You might call this post Part 2 in a component based architecture series. The first post describes a solution for better organizing loosely-coupled, highly-cohesive components within a singe Rails application.
This post describes a component based solution that aims to support vastly different user experiences and client side strategies across multiple web applications that share a common domain while allowing developers to work independently within individual web applications or components.
Here’s the scenario…
You’re tasked with building a fairly large web application, several user roles each packed with handfuls of high-level activities. The larger application could clearly be broken apart into smaller web applications. It’s a clear win to break things down. The smaller applications would have unique responsibilities and developers could work within the context of one application without worrying about introducing breaking changes across applications. However, the smaller applications, although independent, share a common domain or database.
You start thinking about how you’d expose subsets of the domain as RESTful services and maybe introduce a single sign-on approach, although you’re concerned about managing, versioning, and deploying multiple web applications and services, not to mention how this might impact the early development rhythm. There’s no clear path to success, so you write the classic uber app.
The tide could be changing in your direction. Here’s a solution that’s shown early success for developing and deploying large Rails applications: move loosely-coupled, highly-cohesive web applications and components to a components directory within a container Rails project.
Until recently such an approach might be difficult to imagine. Although, with the addition of mountable engines in the latest versions of Rails, the approach is now possible. Here’s an example that describes the project structure…
The container application simply mounts dependent web applications as Engines, exposing each with their own context or url.

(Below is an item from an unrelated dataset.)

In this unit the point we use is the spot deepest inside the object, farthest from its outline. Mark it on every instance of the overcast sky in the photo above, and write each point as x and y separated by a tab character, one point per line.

Engines in turn reference in any Engines or Gems they depend on.
However, there is one twist, we keep everything in a single Git repository.
Engines are organized as prescribed within their corresponding directories, although they’re not built nor do they have their own Git repository. They’re referenced directly from the containers Gemfile.
As database migrations trigger sweeping changes, the refactorings become simpler and you don’t need to worry about deploying updates to multiple applications/services as all your code is in one place, versioned together.
As important, each Engine or Gem has it’s own Gemfile, test_helper, test suite, and continuous integration environment. As mentioned in the first post, the unique Gemfile and test helper allows you to remove unnecessary dependencies while the individual test suite and continuous integration environment helps to avoid circular dependencies.